Solved: Duplicate, Triplicate , Quadrupled logs in splunk

yamini_37 · ‎09-30-2020

Hi All,

Recently i have integrated one zipped log file. Daily, at a particular time , the log will get updated with few additional log lines. But , in splunk , the logs are ingesting so strangely.

For example, on 25/9/20, the log lines were 10, and in splunk i saw the same log count.
On 26/9/20, additional 5 lines were appended and the log file got updated. Ideally, these 5 lines should ingest into splunk. But that is not happening real case.

REAL BEHAVIOR OF SPLUNK UF agent:
On 25/9/2020, log line count in server is 10, splunk count is 10.

On 26/9/20, 5 lines were added and log line count in server is 15 but in splunk, it reindexed the file again and indexes all the 15 log lines again in splunk. Now the total count since 25/9/2020 is 15+10=25.(ideally, it should contain 15 logs only)

On 27/9/20, 5 lines were added and log line count in server is 20 but in splunk, it reindexed the file again and indexes all the 20 log lines again in splunk. Now the total count since 25/9/2020 is 20+(15+10)=45.(ideally, it should contain 20 logs only)

So, the first indexed log is seen thrice and the latest indexed log is seen once. likewise, daily the ingestion is getting multiplicated.

Here, the log file is not rotating, all the new log lines are appended in the same log file and available in zipped format in the server.

Can someone please help me to fix this ingestion behaviour. Please!!!

Richfez · ‎09-30-2020

That is, unfortunately for your use case, how it works.

https://docs.splunk.com/Documentation/Splunk/latest/Data/Monitorfilesanddirectories#How_Splunk_Enter...

So, I'd suggest the easiest solution might be to rotate the log file, but I'm not sure that will work in your case (timing is everything!)

If the file writing application isn't bothered by no existing log file (e.g. if it finds the file missing, it just creates it, writes a few lines and moves on with life) and if other business requirements are fine with this, you could set it up as a batch input with a move_policy of sinkhole. That would immediately delete the file each time it was read, so it won't re-read old stuff.

Another option, probably the best option, could have a process/script unzip the file into a new location on a periodic basis, and have Splunk tail that unzipped version.

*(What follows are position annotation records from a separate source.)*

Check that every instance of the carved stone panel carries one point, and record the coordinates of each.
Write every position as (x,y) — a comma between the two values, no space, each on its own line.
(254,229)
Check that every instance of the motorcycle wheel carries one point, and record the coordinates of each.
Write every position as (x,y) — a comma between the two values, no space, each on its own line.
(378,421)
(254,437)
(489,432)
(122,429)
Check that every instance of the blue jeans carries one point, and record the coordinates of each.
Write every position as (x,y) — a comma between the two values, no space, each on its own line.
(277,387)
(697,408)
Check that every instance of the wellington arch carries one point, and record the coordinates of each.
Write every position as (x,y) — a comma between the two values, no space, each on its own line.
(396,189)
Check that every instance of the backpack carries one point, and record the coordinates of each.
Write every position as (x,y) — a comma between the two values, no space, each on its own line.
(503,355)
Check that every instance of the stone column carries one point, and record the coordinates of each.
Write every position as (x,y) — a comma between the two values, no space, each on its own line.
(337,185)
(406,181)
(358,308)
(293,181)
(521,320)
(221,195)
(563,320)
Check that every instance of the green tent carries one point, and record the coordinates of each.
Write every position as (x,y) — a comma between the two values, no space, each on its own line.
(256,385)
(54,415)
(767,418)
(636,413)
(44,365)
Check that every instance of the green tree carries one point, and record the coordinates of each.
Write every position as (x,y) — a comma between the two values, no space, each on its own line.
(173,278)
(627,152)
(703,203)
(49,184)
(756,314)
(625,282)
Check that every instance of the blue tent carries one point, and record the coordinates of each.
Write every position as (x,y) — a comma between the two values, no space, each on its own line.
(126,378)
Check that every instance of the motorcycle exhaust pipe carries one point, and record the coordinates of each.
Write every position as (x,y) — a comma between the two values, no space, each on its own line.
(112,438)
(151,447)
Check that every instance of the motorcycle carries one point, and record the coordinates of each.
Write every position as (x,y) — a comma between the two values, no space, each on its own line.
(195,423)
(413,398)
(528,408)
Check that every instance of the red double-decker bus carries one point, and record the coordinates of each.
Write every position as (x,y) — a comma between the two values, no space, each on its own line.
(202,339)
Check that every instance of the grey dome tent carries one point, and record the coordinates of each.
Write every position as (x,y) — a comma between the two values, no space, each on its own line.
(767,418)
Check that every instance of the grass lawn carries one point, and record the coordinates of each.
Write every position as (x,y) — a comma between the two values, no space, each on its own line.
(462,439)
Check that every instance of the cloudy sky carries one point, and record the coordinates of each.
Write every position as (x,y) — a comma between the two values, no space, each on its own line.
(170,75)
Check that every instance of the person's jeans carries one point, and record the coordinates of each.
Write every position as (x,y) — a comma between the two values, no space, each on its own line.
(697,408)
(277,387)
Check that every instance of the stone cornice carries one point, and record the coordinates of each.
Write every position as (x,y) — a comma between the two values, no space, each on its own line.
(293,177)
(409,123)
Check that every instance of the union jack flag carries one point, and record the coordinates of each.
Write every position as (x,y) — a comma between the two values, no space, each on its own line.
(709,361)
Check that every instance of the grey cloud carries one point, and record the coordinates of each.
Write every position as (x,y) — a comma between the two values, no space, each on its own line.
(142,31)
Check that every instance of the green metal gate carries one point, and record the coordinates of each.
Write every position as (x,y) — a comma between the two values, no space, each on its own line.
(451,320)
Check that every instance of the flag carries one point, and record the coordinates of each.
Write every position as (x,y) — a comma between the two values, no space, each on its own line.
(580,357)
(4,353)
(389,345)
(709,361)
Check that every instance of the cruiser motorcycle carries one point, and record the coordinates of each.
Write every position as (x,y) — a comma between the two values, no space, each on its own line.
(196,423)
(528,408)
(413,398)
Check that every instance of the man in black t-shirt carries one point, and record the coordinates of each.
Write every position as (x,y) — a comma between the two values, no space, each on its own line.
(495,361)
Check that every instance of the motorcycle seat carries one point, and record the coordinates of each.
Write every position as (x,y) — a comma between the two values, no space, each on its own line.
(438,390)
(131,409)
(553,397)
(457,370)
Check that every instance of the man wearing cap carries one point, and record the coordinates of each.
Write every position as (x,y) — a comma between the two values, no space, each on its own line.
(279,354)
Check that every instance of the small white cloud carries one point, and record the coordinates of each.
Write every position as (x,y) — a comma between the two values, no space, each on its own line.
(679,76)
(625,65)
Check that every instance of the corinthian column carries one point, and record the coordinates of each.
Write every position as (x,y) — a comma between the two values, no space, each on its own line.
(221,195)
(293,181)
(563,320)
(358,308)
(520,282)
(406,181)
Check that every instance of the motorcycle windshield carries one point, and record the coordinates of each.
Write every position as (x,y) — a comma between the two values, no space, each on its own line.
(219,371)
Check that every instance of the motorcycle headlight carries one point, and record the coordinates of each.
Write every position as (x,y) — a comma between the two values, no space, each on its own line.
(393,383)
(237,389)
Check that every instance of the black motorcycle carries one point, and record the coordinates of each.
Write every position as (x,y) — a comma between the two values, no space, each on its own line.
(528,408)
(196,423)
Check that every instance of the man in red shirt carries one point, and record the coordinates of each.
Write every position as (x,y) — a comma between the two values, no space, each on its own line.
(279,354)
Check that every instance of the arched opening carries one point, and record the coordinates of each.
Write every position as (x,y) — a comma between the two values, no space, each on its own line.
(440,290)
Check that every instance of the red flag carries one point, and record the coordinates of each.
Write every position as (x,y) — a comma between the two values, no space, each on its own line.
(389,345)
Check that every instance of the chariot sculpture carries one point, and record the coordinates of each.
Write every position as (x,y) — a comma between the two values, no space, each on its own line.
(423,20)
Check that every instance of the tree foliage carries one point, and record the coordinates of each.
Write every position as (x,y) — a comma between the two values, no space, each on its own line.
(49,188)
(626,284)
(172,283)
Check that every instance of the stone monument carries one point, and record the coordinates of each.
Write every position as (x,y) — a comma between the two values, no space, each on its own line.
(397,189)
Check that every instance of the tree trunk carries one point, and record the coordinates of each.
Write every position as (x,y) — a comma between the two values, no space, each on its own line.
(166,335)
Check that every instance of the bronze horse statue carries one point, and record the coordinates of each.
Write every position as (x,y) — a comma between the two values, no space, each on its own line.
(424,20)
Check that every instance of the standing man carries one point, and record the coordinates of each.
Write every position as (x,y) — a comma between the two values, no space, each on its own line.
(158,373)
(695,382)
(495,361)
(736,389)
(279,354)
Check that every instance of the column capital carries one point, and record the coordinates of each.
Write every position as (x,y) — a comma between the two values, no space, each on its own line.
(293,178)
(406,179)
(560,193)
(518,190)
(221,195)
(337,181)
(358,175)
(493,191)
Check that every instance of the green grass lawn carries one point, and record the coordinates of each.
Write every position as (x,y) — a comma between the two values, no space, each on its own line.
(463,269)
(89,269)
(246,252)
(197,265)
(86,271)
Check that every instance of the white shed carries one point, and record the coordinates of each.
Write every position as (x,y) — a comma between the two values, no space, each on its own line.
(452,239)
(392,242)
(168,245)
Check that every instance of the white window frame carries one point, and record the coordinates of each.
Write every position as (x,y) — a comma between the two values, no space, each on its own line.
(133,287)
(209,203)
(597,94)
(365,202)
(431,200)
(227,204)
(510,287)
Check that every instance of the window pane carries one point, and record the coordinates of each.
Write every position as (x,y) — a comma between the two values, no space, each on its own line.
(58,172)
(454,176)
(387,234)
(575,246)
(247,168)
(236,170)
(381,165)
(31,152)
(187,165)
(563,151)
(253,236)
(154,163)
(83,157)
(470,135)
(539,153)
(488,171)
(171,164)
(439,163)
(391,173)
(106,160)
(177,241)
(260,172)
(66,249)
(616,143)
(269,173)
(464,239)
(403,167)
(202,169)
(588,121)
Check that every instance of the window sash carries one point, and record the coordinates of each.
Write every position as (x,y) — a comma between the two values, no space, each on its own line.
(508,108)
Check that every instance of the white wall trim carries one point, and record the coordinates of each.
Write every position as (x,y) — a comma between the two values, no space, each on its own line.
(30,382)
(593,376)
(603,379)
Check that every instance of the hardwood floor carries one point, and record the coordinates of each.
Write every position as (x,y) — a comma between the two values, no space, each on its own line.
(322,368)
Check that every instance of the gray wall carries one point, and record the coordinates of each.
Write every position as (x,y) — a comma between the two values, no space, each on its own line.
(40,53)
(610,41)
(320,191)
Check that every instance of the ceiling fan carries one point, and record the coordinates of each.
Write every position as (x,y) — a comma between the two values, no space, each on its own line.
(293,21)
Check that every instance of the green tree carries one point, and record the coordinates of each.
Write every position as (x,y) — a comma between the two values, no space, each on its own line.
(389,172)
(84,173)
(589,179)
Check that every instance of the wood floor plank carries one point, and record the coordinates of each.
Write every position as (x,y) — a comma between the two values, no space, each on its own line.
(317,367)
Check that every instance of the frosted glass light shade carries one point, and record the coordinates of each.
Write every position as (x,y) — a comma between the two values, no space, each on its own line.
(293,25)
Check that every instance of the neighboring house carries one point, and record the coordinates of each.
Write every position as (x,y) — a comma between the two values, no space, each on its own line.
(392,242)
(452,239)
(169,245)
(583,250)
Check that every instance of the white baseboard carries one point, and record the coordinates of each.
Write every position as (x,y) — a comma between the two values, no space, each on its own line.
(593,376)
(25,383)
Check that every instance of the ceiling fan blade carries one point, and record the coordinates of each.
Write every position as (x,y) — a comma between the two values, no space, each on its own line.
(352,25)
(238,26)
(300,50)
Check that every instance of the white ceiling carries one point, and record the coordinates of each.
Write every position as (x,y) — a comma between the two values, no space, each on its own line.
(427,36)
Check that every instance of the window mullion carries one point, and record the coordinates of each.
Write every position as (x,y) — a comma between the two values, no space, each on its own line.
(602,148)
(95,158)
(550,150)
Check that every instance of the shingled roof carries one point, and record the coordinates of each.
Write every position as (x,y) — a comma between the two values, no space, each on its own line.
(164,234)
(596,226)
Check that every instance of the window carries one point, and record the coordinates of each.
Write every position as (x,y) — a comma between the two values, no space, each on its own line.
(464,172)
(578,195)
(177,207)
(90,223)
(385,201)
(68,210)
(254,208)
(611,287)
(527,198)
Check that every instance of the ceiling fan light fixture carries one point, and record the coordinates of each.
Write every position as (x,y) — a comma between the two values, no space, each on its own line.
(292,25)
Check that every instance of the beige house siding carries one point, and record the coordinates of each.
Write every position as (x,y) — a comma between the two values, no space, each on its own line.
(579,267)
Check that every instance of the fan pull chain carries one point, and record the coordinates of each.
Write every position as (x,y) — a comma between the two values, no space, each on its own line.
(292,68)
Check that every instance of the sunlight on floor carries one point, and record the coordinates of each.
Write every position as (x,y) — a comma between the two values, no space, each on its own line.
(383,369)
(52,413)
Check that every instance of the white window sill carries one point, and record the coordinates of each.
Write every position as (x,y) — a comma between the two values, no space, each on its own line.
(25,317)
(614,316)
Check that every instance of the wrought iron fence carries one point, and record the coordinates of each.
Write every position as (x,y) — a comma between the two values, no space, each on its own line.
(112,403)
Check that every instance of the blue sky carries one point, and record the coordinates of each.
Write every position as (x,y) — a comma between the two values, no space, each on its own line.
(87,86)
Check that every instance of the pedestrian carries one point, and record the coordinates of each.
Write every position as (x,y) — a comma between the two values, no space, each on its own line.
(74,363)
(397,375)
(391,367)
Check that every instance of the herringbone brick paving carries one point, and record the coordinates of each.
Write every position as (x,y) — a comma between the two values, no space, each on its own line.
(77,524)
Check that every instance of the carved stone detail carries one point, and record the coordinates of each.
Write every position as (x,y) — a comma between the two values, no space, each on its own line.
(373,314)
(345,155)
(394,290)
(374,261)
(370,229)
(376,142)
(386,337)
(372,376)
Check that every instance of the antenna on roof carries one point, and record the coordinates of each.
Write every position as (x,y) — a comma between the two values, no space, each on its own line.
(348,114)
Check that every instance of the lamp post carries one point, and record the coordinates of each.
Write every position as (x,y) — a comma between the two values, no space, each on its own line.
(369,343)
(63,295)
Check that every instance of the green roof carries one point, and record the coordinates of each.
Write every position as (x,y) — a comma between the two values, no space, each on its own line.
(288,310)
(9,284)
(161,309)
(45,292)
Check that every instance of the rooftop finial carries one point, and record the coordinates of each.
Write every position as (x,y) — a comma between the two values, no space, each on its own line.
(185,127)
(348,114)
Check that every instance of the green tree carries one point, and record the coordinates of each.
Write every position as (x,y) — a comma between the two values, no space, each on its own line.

You'll have to test a bit, but I believe this should work for you.

Otherwise, sorry, it's just how it works - when a zip file is indexed, its entire contents are indexed.

Happy Splunking!

-Rich

View solution in original post

Richfez · ‎09-30-2020

That is, unfortunately for your use case, how it works.

https://docs.splunk.com/Documentation/Splunk/latest/Data/Monitorfilesanddirectories#How_Splunk_Enter...

So, I'd suggest the easiest solution might be to rotate the log file, but I'm not sure that will work in your case (timing is everything!)

If the file writing application isn't bothered by no existing log file (e.g. if it finds the file missing, it just creates it, writes a few lines and moves on with life) and if other business requirements are fine with this, you could set it up as a batch input with a move_policy of sinkhole. That would immediately delete the file each time it was read, so it won't re-read old stuff.

Another option, probably the best option, could have a process/script unzip the file into a new location on a periodic basis, and have Splunk tail that unzipped version. You'll have to test a bit, but I believe this should work for you.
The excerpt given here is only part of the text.